One thing singlehanding teaches is the beauty of uninterrupted sleep. Even if he wakes naturally a time or two on that first night, once in port, the sailor’s shedding of responsibility and an unmoving bed are the sweetest luxury.

Next day to chores. The fuel truck was called and tanks filled but not jerry cans. Their time is past, and I gave half of them away to other boats. From here on extended calm should be the least of our worries. In the afternoon, a complete oil and filter change by way of a thank you to Big Red. A little shopping (top of the grocery list: pastry and fresh bread). A steak dinner. Alaskan beer.

Then it was time for a brief wander…

The towns of Alaska are unique in ways not found in the Canadian or Greenlandic north, and emblematic of this uniqueness is the great number of reality TV shows that have sprung up along its shores. Dutch Harbor has its “Deadliest Catch;” Homer, “Alaska the Last Frontier.” In Nome, the pay dirt is mining and the show, “Bering Sea Gold.”

Gold is Nome’s claim to fame, but the mining is not done in the nearby creeks and rivers so much as in the wide, shallow and sandy-bottomed bay just to the south. Thus, instead of fishing boats, the harbor is chockablock with dredges of all sorts. Most are small, home-built contraptions that look barely fit enough to sink properly. A few are large, gangly barges that follow the same theme.

One of my first sights (sorry, I was too arrested to take a photo) was a fight along the wharf between a small dredge owner and his wife. It was a screaming match that lasted hours. Take after take with the lone cameraman moving between the dredges and the wharf for clever angles.

Another famous descriptor is that “in Nome you will find more bars than churches.” I did not attempt a count, as such, but I discovered on my hike only three churches whereas on the town’s main drag, a person could stagger from one bar to the other without becoming overly winded.

This article was syndicated from The Figure 8 Voyage


  1. Ted

    The three story building in image three is interesting, it appears seriously out of plumb. Wondered if you had noted that and its precarious aspect in contrast to the shipshape nature of your successful journey.

  2. Michael Thurston

    Congratulations, well done Randal., Last time I saw you was in Nome in 2014
    we got through on Drina.

    What is your next challenge?????

  3. Greg M.

    Mr Reeves
    I Always look forward to reading your latest entries along your epic journey, only recently found how to track your daily progression. (Did a standard “Where’s Waldo now” search on google, substituting your name instead), which led me to the “Follow My Challenge” site.

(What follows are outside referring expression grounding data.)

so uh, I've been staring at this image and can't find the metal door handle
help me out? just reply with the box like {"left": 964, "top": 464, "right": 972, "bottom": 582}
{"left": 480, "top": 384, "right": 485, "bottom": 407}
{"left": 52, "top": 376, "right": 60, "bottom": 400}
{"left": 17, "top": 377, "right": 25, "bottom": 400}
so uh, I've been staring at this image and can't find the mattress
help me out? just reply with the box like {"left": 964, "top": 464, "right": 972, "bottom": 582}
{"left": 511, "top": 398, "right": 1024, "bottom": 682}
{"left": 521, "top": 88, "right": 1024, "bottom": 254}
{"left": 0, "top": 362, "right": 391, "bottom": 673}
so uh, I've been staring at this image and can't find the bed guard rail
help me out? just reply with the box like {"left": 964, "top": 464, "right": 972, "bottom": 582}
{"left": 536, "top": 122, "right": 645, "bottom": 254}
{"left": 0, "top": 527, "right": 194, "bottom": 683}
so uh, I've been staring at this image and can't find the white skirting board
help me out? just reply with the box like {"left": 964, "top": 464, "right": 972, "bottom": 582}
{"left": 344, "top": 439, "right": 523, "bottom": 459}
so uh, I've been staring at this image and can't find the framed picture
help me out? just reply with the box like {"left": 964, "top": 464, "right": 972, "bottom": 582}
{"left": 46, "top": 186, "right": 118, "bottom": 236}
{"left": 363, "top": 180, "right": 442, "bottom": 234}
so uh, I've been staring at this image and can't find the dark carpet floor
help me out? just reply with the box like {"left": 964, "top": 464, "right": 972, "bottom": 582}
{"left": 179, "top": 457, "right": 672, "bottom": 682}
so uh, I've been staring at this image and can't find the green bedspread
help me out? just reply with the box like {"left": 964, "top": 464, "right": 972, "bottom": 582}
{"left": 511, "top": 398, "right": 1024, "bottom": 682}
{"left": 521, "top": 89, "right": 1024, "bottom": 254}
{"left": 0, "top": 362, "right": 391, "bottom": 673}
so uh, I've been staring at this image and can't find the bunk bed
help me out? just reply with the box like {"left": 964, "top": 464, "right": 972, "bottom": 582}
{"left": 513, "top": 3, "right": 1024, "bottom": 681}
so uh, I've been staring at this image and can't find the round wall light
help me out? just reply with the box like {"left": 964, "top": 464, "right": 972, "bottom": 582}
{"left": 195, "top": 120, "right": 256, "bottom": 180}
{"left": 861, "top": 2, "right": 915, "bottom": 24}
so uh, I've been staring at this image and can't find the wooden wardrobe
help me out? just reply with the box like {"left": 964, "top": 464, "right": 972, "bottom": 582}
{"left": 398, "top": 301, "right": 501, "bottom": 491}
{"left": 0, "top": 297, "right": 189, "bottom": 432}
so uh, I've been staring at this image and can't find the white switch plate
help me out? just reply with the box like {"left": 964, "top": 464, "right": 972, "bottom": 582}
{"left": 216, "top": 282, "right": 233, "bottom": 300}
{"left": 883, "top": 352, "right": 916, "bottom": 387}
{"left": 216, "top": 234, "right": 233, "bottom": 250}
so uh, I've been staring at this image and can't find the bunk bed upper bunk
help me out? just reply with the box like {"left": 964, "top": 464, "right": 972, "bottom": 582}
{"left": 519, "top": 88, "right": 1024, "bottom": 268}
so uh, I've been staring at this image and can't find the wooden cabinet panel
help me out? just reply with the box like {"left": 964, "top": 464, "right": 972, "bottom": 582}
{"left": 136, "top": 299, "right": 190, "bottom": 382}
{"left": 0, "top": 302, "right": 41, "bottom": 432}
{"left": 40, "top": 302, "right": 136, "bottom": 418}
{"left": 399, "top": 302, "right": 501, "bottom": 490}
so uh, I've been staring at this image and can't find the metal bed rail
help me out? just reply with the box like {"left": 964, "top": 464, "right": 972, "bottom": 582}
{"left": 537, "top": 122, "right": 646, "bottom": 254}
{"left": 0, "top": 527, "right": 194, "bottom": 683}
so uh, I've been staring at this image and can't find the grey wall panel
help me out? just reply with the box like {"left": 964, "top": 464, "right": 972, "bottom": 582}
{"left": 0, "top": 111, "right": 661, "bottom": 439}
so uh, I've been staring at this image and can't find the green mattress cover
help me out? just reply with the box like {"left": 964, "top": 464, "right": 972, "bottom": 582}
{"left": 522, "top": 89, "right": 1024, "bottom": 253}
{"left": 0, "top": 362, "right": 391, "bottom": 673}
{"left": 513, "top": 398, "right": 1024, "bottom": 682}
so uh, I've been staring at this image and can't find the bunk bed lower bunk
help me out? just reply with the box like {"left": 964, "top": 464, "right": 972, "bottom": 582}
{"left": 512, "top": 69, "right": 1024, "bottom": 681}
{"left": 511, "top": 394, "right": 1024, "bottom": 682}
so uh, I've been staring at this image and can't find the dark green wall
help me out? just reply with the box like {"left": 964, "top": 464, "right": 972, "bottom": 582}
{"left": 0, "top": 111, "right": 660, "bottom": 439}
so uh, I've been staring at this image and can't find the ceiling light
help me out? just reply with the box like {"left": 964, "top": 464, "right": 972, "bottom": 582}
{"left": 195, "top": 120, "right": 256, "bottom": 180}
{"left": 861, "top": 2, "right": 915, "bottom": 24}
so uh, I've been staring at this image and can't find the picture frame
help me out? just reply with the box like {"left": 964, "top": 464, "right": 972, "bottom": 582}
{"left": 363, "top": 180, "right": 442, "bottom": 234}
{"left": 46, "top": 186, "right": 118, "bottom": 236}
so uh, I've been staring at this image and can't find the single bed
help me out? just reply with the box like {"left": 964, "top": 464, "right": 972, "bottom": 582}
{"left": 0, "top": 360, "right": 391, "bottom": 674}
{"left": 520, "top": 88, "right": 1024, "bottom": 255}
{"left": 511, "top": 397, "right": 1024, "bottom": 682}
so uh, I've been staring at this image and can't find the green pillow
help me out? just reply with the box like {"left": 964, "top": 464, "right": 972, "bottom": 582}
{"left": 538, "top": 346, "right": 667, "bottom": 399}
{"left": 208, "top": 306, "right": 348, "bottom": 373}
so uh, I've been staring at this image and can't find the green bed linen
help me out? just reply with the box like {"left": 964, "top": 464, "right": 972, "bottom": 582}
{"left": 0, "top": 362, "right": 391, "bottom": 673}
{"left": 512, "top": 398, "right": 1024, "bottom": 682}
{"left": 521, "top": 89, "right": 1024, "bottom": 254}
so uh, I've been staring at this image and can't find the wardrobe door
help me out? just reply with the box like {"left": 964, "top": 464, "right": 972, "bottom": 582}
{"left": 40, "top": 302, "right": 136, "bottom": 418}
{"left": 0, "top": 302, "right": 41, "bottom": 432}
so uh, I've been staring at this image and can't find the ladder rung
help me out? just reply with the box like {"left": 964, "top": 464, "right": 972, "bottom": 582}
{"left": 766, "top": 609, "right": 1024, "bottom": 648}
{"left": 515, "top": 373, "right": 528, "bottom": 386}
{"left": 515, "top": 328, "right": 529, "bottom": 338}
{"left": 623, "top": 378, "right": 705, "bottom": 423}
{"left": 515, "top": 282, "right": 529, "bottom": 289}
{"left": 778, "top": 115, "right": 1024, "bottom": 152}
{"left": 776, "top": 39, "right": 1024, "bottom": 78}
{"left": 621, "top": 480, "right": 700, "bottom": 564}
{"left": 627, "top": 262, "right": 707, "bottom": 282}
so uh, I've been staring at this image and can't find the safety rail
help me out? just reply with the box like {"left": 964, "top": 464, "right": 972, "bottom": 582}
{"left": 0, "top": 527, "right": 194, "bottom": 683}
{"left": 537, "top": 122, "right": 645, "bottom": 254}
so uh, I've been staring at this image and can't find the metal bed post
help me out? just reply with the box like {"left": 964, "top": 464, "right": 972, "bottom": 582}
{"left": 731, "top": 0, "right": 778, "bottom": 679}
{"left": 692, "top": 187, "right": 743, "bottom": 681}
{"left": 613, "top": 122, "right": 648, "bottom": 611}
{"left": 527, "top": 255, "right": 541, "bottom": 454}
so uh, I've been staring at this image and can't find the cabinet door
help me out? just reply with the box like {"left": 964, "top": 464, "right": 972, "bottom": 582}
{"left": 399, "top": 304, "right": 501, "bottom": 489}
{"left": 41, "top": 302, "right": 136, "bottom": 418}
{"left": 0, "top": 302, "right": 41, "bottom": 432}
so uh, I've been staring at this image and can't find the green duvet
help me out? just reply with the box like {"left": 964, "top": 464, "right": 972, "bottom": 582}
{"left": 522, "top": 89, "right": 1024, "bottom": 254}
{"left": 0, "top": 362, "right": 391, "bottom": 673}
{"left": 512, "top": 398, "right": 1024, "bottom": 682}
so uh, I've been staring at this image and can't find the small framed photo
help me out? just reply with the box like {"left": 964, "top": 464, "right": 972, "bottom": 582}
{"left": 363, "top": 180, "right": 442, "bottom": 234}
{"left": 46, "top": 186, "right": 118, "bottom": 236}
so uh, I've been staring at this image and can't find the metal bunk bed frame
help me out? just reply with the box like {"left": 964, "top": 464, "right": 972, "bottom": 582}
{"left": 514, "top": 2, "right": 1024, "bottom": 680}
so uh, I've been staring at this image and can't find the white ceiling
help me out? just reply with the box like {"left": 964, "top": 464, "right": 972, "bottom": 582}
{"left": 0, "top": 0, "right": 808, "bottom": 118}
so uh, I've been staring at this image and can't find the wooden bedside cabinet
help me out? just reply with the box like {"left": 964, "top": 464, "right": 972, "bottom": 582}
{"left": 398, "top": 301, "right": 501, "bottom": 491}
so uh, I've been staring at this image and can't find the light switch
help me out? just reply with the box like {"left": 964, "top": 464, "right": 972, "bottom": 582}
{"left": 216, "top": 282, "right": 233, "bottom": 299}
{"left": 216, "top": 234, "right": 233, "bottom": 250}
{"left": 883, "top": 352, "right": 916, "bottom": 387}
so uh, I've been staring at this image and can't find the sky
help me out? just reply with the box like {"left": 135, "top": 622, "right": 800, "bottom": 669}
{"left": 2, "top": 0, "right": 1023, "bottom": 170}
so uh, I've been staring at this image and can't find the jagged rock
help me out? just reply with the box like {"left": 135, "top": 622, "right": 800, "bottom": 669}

    I manage to single-hand the northern Lake Huron / North Channel areas as time and weather permit. Although there’s no comparison to your historical voyage, I can relate (somewhat) to the duties & responsibilities you’re encountering every day.

    I can only say that with the enormous fete that you’re undertaking now, if you hailed from Great Britain the Queen would surely dub you into Knighthood for your perseverance and skill to achieve such an amazing task. Quoting from one of my t-shirts “Without fear, there can be no courage”.

    God’s speed, Randall!

  4. John-Francis Mc Dermott

    I’ll bet Randall your trusty steed ( Figure 8 ) will not let you forget anytime soon that you neglected to prominently display her as the prima ballerina of this epic tale of two….

  5. Jim Swickard

    Thanks again for sharing your trip with others. Your writing was excellent and I vicariously made the trip myself…from a comfortable Hacienda in Mexico.